In the cases of both pistol and knife, Ballistol has continued to act as a satisfactory lubricant, requiring normal reapplication at a rate of about once a week.
Since Ballistol does not seem to polymerize, I am not sure if I would recommend its use on gun stocks. A quick wipe of it will certainly make a stock gleam, but if it soaks into the wood, it may become as harmful to accuracy as it proves beneficial to appearance and waterproofing.
Ballistol is a good dressing for leather that should be kept as flexible as possible. Small amounts of it will keep a leather rifle sling in good shape. It would also be good for shoe leather, except for the fact that any oil will eventually destroy the cement that helps hold shoes together. In the WW1 era, shoes were assembled using hot hide glue, which is not affected by oil; however, nowadays shoe cements are plastic- and rubber-based, and oil reacts badly with them.
Ballistol is most definitely very bad news for wet-molded leather holsters. It will soften the leather to the point that it will no longer retain the pistol it is supposed to fit. Do not use oil, or saddlesoap, on any wood-hard, wet-molded holster.

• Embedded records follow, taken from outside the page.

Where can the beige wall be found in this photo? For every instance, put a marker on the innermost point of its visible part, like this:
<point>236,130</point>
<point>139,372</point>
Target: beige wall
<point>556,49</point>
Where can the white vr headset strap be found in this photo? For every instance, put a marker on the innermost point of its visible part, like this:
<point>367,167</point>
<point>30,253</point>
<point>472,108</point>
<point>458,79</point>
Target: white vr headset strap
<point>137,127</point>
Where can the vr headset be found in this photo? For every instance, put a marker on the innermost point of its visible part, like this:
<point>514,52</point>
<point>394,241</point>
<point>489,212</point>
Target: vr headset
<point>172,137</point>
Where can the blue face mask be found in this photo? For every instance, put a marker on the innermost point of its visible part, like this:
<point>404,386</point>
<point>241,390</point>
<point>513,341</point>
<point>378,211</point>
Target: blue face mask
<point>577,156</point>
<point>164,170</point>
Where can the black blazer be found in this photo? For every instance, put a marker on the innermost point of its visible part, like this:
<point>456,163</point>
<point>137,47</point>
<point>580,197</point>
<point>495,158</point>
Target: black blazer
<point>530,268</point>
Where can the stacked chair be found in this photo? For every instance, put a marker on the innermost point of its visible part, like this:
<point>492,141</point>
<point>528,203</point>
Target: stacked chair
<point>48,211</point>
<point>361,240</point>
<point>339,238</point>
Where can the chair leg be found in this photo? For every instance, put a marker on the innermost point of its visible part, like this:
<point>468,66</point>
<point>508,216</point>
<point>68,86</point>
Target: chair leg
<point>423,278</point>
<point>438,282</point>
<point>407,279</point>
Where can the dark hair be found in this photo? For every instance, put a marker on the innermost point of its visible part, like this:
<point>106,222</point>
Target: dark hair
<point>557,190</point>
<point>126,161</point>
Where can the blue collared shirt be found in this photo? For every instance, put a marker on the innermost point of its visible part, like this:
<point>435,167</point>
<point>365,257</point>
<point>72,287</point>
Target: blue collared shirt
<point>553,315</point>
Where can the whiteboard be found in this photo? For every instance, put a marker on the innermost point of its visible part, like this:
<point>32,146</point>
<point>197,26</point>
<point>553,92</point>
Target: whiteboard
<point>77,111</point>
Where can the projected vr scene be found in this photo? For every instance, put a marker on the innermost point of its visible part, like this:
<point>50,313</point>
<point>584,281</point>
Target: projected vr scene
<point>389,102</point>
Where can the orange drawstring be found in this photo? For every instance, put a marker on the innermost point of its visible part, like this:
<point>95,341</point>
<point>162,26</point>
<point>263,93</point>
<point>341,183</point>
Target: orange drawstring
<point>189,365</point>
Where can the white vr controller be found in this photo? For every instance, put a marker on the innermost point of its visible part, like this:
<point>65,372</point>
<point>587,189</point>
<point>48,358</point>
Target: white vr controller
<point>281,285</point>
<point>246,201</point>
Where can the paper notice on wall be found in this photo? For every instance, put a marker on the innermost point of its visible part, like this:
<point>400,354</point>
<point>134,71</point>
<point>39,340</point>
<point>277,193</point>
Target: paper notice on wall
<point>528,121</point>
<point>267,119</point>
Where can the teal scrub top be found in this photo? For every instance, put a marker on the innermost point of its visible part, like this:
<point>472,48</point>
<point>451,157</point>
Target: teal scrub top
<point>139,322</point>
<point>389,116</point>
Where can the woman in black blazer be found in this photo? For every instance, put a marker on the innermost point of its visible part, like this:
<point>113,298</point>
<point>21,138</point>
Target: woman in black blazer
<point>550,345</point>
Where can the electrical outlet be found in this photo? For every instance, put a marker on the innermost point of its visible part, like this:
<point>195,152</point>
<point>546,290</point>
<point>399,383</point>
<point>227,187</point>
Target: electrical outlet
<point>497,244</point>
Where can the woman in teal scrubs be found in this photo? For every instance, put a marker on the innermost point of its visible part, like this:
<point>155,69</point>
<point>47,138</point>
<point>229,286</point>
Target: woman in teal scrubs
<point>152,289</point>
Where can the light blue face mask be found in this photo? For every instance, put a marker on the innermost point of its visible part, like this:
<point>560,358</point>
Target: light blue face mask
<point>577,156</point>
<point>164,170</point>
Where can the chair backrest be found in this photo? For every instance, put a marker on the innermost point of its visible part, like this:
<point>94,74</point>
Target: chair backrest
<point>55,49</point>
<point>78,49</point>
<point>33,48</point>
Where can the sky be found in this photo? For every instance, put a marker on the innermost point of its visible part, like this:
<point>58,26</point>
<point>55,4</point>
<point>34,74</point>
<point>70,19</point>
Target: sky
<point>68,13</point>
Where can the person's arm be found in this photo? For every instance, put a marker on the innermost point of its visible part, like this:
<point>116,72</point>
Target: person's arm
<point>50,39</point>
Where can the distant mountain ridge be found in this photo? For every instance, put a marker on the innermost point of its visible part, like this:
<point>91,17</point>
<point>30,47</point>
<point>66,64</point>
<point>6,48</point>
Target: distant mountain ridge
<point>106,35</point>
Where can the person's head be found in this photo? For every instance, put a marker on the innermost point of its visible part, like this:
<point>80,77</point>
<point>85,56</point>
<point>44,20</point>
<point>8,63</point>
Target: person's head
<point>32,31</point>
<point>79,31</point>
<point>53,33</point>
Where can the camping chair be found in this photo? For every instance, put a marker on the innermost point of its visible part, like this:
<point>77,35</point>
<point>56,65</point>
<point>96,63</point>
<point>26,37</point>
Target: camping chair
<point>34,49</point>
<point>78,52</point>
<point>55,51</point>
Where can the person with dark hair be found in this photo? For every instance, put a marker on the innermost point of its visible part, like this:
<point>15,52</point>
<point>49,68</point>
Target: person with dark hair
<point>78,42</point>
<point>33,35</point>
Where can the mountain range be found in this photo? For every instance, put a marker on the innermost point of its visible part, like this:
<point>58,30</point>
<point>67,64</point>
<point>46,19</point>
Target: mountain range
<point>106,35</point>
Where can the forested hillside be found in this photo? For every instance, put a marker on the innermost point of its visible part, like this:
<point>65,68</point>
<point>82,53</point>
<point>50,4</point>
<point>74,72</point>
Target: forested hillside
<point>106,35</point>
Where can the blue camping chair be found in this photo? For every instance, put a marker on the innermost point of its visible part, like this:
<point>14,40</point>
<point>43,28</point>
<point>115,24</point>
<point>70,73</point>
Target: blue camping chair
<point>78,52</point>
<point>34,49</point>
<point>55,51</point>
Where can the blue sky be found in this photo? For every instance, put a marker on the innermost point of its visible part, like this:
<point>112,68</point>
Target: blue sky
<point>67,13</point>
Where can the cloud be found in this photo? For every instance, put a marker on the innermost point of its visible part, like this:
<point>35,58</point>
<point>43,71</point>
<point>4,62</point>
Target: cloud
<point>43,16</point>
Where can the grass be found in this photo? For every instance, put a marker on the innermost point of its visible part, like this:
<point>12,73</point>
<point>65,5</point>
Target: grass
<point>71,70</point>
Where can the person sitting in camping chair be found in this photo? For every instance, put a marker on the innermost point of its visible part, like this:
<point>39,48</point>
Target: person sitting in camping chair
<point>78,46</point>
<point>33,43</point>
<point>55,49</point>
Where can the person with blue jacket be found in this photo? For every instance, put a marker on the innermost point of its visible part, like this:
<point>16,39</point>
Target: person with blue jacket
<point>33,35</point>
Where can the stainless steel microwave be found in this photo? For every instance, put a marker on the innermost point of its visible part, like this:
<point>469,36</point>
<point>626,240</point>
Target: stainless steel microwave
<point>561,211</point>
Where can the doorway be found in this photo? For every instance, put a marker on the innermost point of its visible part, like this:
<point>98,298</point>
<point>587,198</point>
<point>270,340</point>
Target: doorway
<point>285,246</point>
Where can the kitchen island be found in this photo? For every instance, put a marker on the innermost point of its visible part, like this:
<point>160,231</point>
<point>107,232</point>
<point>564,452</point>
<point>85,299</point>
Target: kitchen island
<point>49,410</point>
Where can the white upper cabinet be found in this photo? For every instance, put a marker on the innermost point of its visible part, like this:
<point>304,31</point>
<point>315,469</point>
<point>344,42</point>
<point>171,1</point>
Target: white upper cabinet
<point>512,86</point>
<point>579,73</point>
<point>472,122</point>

Ballistol is a "creeping" oil. It cleans by flowing under dirt and lifting it from the affected surface. The creeping feature also gets it into hard-to-lubricate places. As a cleaner and a lubricant, it works very well indeed. It is, however, not "resident" in the pores of a lubricated surface, so it wears off in a short time, and must be replaced.
Due to its chemically-altered pH, it seems to be an effective rust preventative, warding off the effects of body salts on the metal it coats. But the Ballistol coating needs to be renewed fairly often.
Ballistol does some things quite well. You might like it. But be warned: Its odor is a bit unpleasant, with slight fecal overtones.
Oh, yes: It is no longer recommended as a cure for minor wounds, abrasions, and rashes. It is not manufactured to medically-pure standards.
I use Hoppes #9 for after shave cologne when I have a big date. Burns a little, but it drives those gun loving girls wild.